Simple and robust diagnosis of early, small and AFP-negative primary hepatic carcinomas: an integrative approach of serum fluorescence and conventional blood tests

Affiliations

Simple and robust diagnosis of early, small and AFP-negative primary hepatic carcinomas: an integrative approach of serum fluorescence and conventional blood tests

Ting Wang et al. Oncotarget. .

Abstract

The diagnosis of early, small and alpha-fetoprotein (AFP)-negative primary hepatic carcinomas (PHCs) remains a significant challenge. We developed a simple and robust approach to noninvasively detect these PHCs.

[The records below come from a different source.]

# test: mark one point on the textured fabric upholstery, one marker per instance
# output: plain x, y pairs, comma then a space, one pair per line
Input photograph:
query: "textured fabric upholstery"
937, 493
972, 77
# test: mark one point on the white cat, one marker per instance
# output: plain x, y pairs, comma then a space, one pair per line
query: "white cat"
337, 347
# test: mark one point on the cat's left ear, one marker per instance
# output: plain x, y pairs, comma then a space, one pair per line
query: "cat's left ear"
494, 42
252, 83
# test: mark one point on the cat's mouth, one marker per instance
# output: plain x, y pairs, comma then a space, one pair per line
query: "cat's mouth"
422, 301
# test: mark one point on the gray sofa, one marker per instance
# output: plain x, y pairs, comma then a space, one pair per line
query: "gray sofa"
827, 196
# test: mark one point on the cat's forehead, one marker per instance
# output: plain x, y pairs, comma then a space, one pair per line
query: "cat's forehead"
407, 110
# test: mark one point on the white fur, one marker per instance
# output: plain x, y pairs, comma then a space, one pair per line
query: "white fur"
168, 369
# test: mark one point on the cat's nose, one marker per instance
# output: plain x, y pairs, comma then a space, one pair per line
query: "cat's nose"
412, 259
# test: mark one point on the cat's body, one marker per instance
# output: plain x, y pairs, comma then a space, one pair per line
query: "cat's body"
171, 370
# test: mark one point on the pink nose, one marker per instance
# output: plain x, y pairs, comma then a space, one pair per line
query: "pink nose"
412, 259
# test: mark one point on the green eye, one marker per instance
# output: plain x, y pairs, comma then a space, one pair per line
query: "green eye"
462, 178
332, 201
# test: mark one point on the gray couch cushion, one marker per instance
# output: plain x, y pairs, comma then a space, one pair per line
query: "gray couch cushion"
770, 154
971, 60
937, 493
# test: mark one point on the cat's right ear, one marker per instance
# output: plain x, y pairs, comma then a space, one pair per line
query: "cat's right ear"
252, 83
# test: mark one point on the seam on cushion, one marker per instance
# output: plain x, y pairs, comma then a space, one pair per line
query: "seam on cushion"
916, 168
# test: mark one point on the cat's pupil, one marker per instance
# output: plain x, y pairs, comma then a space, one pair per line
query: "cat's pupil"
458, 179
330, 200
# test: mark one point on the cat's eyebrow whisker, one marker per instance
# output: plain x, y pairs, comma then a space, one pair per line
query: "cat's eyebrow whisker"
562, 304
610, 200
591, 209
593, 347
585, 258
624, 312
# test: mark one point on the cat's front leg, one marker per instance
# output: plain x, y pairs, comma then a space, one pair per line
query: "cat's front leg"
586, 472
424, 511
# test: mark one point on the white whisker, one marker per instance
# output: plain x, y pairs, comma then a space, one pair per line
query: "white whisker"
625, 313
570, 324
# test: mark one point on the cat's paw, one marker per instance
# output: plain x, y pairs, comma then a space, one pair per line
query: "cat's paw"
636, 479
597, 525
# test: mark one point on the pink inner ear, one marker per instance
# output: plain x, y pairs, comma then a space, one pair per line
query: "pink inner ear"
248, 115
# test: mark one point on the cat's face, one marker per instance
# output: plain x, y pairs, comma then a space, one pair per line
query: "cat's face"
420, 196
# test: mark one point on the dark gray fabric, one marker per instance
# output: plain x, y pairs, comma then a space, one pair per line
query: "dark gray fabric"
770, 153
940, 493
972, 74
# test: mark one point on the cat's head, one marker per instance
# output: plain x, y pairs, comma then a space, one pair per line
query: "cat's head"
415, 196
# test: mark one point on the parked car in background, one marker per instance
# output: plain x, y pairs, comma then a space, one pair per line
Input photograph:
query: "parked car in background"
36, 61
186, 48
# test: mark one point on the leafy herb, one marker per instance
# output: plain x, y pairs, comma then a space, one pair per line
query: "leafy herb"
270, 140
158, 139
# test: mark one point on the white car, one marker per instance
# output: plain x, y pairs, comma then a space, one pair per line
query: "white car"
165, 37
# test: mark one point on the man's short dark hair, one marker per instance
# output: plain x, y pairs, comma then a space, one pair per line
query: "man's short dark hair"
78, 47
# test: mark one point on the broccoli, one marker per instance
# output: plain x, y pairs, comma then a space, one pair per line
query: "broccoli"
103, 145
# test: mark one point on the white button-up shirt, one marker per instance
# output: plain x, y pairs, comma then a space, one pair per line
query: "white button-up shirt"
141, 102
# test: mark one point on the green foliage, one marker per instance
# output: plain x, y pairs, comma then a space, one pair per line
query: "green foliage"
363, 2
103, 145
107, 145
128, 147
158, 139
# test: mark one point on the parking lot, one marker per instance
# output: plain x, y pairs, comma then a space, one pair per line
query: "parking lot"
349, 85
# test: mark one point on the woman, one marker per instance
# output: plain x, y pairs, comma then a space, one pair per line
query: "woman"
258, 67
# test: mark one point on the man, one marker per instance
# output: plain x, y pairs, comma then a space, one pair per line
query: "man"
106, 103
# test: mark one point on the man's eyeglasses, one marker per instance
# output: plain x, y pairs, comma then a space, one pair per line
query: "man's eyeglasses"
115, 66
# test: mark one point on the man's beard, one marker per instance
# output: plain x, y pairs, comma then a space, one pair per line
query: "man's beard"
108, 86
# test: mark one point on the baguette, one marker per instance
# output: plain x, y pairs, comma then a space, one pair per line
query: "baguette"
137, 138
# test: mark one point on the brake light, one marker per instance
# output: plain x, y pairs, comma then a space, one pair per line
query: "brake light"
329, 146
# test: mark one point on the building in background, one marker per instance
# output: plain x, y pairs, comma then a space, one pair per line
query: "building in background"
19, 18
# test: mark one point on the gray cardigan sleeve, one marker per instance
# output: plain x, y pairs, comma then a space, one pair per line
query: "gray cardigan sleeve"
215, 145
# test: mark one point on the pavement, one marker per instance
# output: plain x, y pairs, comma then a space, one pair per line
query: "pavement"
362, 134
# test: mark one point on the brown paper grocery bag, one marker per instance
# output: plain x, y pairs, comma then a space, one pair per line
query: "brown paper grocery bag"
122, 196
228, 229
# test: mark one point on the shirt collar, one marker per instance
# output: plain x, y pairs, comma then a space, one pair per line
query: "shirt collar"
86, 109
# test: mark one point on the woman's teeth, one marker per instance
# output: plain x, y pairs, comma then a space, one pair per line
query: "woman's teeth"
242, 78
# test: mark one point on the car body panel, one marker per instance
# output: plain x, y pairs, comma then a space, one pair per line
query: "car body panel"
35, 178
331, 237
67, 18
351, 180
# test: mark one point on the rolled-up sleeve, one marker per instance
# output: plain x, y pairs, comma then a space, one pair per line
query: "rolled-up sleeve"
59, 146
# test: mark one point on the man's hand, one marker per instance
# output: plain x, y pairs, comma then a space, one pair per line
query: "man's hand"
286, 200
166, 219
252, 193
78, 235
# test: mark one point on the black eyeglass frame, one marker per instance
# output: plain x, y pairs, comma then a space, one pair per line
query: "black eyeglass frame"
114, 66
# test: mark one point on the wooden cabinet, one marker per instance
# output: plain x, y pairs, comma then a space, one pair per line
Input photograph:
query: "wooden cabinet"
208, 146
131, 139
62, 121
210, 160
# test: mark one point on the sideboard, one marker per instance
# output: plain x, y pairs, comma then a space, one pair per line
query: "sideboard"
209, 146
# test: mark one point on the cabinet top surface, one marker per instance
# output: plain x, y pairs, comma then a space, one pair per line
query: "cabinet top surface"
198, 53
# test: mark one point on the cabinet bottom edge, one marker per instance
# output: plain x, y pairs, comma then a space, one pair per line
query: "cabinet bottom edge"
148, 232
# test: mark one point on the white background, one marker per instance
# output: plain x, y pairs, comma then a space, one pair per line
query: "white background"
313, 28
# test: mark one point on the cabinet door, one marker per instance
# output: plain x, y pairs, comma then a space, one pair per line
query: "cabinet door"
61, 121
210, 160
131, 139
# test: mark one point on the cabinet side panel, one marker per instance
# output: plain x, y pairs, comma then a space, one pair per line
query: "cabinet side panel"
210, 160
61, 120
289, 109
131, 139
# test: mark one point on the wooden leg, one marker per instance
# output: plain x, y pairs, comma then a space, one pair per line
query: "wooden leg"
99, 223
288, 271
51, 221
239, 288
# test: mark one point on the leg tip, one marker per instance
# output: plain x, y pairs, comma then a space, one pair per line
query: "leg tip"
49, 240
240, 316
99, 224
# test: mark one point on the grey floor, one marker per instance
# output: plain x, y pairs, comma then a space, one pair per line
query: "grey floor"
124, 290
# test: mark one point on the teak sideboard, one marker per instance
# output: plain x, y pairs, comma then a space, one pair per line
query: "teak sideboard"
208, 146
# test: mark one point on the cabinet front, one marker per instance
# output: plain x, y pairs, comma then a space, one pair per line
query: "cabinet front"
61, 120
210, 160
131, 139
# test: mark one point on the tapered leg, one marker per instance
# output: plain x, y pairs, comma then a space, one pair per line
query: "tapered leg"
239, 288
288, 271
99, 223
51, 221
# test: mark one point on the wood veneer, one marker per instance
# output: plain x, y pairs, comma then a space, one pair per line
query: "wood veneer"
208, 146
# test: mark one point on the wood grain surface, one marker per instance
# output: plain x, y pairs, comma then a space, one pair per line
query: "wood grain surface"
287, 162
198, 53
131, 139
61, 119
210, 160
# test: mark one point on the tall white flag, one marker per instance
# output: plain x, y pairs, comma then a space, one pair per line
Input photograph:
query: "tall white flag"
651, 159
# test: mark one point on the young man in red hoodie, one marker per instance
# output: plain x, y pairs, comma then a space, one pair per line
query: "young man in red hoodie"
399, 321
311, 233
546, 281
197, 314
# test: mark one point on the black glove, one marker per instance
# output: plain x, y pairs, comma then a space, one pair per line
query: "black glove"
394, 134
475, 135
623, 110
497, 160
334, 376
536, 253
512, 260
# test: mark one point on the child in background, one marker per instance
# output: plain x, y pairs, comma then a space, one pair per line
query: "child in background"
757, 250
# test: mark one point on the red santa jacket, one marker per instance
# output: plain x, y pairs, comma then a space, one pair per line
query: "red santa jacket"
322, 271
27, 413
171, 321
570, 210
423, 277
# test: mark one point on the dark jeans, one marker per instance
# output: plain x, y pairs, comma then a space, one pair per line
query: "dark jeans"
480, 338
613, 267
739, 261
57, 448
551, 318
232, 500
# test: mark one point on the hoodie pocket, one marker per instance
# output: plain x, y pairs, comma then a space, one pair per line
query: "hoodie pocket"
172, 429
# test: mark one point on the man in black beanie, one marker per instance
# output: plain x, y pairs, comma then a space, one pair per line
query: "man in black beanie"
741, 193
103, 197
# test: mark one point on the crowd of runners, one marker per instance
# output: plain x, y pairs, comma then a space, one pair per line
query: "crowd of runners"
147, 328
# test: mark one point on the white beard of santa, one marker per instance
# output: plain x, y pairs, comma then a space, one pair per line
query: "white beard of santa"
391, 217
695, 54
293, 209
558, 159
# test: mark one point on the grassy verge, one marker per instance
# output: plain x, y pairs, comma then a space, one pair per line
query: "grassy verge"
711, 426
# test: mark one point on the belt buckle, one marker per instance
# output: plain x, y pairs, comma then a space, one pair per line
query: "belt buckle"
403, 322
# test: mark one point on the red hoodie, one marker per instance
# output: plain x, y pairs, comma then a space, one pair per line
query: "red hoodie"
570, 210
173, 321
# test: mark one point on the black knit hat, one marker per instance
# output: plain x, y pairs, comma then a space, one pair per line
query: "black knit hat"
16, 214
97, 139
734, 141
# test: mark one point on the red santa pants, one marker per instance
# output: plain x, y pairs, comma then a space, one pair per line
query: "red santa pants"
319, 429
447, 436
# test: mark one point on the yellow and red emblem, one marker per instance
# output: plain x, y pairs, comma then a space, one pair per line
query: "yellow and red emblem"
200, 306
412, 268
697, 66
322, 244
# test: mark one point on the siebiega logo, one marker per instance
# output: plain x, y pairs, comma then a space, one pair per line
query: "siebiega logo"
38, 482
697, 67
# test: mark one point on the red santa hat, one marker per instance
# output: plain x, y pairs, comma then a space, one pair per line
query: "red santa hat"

A rapid, high-throughput and single-tube method was firstly developed to measure serum autofluorescence and cell-free DNA (cfDNA)-related fluorescence using a real-time PCR system, and both types of serum fluorescence were measured and routine laboratory data were collected in 1229 subjects, including 353 PHC patients, 331 liver cirrhosis (LC) patients, 213 chronic hepatitis (CH) patients and 332 normal controls (NC). The results showed that fluorescence indicators of PHC differed from those of NC, CH and LC to various extents, and all of them were not associated with age, gender, or AFP level. The logistic regression models established with the fluorescence indicators alone and combined with AFP, hepatic function tests and blood cell analyses were valuable for distinguishing early, small, AFP-negative and all PHC from LC, CH, NC and all non-PHC, with areas under the receiver operating characteristic curves 0.857-0.993 and diagnostic accuracies 80.2-97.7%. Conclusively, serum autofluorescence and cfDNA-related fluorescence are able to be rapidly and simultaneously measured by our simple method and valuable for diagnosing early, small and AFP-negative PHCs, especially integrating with AFP and conventional blood tests.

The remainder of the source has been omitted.